Érase una vez una democracia

José Antonio Aguilar Rivera

¿Sigue siendo México una democracia? Si el proceso restaurador no ha culminado es solamente porque la autoridad que organiza las elecciones no ha sido destruida o capturada. El gobierno ha anunciado que va por este bastión.

Una característica del autoritarismo posrevolucionario ha sido cabalmente restaurada: la simulación. En los años del PRI las elecciones servían para muchas cosas, pero no para determinar quién gobernaría. No transmitían el poder: medían fuerzas entre rivales, movilizaban clientelas, distribuían favores y recursos. El principio eficiente era otro. Todo el mundo lo sabía, pero simulaba. La democracia dejó intactos muchos rasgos de nuestra fisonomía política, pero transformó –a veces de manera imprevisible—otros. No construyó ciertamente un vigoroso estado de derecho que habría requerido de un estado fuerte en primer lugar. Sin embargo, hizo que algo de la apariencia se convirtiera en realidad y desautorizó el cinismo más duro que fundaba la cultura de la simulación. Las elecciones dejaron de ser aparentes: el resultado de las votaciones se volvió, por primera vez, incierto. Los actos más desvergonzados de proselitismo debían evitarse, así como la apariencia de romper abiertamente con la ley. Se creó la expectativa de que, imperfecta como era, la autoridad que cuidaba las elecciones tenía un mandato real que debía ser obedecido por los gobernantes. Recientemente un comentarista apuntaba que la ley nunca había sido respetada: ni antes, ni durante, ni después de la democracia. Se equivoca. El grado y las formas de transgresión de la ley sí han sufrido variación. Y la naturaleza –así como el grado– de esas transgresiones importan. No se podría explicar, por ejemplo, la instauración del sistema nacional de transparencia –durante la transición– sin ese cambio toral en las percepciones y las expectativas. Si no existe la presunción de que un funcionario, en principio, proporcionará la información pública cuando se le requiera entonces esa máquina simplemente se quebraría en mil pedazos porque nadie, absolutamente nadie, respondería nada. Los argentinos no creen que tal cosa pueda funcionar.

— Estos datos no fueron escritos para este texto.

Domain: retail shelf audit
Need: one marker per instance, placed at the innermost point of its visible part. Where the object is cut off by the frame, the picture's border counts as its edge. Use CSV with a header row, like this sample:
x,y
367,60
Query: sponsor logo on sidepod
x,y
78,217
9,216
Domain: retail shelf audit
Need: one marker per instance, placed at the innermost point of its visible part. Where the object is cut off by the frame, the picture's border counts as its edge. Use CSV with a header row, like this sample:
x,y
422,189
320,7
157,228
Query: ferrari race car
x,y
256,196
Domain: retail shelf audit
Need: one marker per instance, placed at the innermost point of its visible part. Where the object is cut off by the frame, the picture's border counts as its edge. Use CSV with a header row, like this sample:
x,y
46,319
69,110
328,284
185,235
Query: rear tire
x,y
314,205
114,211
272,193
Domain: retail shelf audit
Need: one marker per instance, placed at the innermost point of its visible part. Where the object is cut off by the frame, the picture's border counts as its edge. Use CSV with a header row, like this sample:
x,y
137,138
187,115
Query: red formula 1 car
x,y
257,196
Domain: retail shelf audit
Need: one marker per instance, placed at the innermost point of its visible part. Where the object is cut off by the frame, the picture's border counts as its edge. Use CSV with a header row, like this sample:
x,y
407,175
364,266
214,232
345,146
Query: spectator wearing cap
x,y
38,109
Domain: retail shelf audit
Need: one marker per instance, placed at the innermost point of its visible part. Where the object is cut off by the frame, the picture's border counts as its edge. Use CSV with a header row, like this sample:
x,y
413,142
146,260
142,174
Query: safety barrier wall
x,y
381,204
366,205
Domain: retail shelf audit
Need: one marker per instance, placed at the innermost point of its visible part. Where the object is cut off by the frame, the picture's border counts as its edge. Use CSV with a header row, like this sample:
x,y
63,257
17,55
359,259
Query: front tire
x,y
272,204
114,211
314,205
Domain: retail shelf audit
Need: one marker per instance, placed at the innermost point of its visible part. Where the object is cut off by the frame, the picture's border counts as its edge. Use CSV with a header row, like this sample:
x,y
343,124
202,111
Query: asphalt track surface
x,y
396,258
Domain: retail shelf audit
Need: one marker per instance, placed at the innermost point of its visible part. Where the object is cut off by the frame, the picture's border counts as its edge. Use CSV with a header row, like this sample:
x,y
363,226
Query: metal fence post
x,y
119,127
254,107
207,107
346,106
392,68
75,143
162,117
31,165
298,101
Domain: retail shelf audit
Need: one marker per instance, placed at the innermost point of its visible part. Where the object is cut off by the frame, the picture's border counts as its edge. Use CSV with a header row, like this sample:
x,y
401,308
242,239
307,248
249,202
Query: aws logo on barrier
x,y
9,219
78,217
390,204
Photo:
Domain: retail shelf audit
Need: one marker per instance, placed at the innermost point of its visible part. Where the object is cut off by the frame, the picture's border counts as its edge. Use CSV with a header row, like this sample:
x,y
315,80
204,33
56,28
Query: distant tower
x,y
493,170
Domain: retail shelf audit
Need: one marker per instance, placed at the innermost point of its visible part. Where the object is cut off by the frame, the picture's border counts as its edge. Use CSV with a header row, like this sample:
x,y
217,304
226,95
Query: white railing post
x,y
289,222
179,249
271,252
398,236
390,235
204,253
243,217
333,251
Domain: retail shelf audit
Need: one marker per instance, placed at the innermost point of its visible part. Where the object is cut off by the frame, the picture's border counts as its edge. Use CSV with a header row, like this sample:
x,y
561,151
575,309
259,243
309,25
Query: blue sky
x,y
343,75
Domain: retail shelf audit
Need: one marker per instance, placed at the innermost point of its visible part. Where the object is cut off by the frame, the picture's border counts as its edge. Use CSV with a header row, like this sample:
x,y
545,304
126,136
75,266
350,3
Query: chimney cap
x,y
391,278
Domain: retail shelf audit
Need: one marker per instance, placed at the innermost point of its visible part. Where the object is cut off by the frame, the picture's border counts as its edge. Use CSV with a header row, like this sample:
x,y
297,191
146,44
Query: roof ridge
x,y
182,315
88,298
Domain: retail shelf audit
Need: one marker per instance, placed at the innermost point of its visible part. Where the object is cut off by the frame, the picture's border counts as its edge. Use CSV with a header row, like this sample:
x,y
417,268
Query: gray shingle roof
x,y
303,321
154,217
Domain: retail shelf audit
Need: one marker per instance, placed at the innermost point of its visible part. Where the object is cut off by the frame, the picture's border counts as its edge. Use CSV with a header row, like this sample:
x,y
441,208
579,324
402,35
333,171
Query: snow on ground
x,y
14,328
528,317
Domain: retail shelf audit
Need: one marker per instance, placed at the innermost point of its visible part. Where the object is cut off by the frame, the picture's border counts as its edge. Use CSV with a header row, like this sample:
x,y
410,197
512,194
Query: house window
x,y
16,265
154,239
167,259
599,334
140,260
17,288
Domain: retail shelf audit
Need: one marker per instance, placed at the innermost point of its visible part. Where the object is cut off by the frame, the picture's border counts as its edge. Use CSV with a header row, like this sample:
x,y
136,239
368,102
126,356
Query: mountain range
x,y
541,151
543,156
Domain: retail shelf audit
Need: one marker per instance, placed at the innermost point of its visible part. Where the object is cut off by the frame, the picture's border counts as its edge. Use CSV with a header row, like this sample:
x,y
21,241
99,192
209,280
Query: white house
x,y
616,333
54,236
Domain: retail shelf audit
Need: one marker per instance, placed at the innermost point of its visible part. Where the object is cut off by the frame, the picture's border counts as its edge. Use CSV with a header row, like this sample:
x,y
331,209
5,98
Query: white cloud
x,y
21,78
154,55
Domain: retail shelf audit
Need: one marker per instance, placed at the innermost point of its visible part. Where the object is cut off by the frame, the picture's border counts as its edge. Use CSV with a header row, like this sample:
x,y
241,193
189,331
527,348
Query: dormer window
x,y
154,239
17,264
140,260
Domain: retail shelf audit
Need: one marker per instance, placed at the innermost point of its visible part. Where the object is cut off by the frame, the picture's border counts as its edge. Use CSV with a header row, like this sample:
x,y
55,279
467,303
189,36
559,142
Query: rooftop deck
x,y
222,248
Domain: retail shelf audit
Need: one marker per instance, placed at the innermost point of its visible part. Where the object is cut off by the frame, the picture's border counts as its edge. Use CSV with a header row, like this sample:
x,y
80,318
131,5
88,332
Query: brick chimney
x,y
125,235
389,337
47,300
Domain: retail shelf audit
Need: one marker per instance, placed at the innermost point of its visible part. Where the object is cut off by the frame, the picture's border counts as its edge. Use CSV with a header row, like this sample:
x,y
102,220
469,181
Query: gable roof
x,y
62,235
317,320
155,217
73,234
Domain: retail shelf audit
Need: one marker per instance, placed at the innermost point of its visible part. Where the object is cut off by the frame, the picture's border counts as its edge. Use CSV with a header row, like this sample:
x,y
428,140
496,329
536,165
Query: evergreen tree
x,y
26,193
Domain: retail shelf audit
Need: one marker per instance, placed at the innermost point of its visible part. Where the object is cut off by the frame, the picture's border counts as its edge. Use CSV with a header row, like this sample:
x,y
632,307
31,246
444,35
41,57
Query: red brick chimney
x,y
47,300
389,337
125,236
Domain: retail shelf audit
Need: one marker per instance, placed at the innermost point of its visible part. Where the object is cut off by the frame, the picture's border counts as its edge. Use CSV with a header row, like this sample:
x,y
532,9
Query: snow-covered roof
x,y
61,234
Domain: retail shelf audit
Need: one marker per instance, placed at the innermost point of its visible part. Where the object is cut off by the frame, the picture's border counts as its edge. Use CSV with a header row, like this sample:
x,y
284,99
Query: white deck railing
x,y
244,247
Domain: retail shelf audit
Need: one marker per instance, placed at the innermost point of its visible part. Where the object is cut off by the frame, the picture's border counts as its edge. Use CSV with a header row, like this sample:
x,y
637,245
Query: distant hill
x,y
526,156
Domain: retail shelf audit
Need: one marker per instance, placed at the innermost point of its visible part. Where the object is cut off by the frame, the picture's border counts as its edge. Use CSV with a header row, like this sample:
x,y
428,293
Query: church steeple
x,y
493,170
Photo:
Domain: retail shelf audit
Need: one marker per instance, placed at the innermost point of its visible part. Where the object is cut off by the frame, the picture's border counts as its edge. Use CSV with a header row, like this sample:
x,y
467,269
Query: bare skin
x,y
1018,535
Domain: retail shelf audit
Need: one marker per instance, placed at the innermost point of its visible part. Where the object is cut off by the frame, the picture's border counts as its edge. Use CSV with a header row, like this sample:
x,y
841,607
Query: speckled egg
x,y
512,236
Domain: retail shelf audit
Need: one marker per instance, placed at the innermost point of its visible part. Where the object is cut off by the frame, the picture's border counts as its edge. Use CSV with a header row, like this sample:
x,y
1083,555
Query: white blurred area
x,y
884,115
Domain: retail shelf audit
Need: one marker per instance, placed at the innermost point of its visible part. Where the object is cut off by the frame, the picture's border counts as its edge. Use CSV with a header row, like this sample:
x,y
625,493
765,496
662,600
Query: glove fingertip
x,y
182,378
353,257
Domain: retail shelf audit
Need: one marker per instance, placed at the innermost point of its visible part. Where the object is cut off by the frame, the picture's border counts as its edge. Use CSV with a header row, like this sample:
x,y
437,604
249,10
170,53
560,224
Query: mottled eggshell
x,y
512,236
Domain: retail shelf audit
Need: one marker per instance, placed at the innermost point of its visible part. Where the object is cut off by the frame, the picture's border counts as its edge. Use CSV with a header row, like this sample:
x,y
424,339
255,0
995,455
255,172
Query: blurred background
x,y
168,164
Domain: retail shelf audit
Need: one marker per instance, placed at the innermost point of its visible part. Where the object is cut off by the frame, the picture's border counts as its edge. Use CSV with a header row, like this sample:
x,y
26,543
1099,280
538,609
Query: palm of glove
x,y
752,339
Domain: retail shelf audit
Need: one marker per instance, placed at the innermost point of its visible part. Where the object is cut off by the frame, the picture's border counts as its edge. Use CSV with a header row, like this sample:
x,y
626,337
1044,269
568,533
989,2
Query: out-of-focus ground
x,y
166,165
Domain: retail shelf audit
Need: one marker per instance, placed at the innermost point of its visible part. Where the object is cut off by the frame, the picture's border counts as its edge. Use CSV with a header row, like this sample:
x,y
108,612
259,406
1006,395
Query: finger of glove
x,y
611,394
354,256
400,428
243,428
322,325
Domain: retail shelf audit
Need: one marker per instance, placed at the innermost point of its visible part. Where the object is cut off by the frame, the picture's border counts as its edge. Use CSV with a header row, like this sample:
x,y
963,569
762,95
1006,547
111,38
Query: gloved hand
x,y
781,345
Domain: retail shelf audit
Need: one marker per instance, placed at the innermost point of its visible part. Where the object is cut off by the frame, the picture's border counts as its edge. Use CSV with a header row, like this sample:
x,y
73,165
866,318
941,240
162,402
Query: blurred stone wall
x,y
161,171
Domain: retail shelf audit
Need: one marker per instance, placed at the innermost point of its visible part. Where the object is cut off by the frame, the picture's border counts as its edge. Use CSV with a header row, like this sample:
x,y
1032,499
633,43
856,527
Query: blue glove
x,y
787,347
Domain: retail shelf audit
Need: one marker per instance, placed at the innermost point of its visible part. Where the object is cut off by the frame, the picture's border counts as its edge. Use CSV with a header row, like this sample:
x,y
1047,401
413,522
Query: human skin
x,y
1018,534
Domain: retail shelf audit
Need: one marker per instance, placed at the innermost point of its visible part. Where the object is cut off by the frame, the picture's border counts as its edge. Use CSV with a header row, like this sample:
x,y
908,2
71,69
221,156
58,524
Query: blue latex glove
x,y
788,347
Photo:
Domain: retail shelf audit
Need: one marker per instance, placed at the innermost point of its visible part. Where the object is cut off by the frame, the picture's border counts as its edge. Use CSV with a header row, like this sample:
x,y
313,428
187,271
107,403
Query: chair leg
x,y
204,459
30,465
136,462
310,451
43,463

La revocación del cargo del presidente López Obrador nunca estuvo en juego. El propósito de sus artífices era otro: ratificar y relegitimar a un caudillo populista por fuera del calendario electoral. Como en los buenos años del PRI las urnas sirvieron como una coartada…

Tres años bastaron para restaurar en gran medida la cultura de la simulación. La consulta de revocación de mandato fue, más allá de la información que arrojó, la prueba palpable de que una vez más tiene sentido simular. Marca una encrucijada en el camino de la política mexicana. Se simuló que un plebiscito inconstitucional era una consulta y que quien lo activó fue la ciudadanía, no el gobierno. Como en las elecciones del autoritarismo, el propósito real del ejercicio no era el declarado. La revocación del cargo del presidente López Obrador nunca estuvo en juego. El propósito de sus artífices era otro: ratificar y relegitimar a un caudillo populista por fuera del calendario electoral. Como en los buenos años del PRI las urnas sirvieron como una coartada, un termómetro interno para medir la temperatura de ese cuerpo político. Ahora ofrecieron datos sobre la capacidad relativa de movilización, el compromiso, y el nivel de escrúpulos de la “familia morenista”. El resultado formal –si el nivel de participación en la consulta la haría vinculante– nunca importó. Tirios y troyanos sabían que eso no ocurriría. La simulación tenía otros objetivos: preparar el asalto al INE, unificar al partido gobernante en la segunda mitad del sexenio alrededor de su único factor aglutinador y crear la imagen de un mandato popular renovado para consumar la restauración autoritaria en marcha.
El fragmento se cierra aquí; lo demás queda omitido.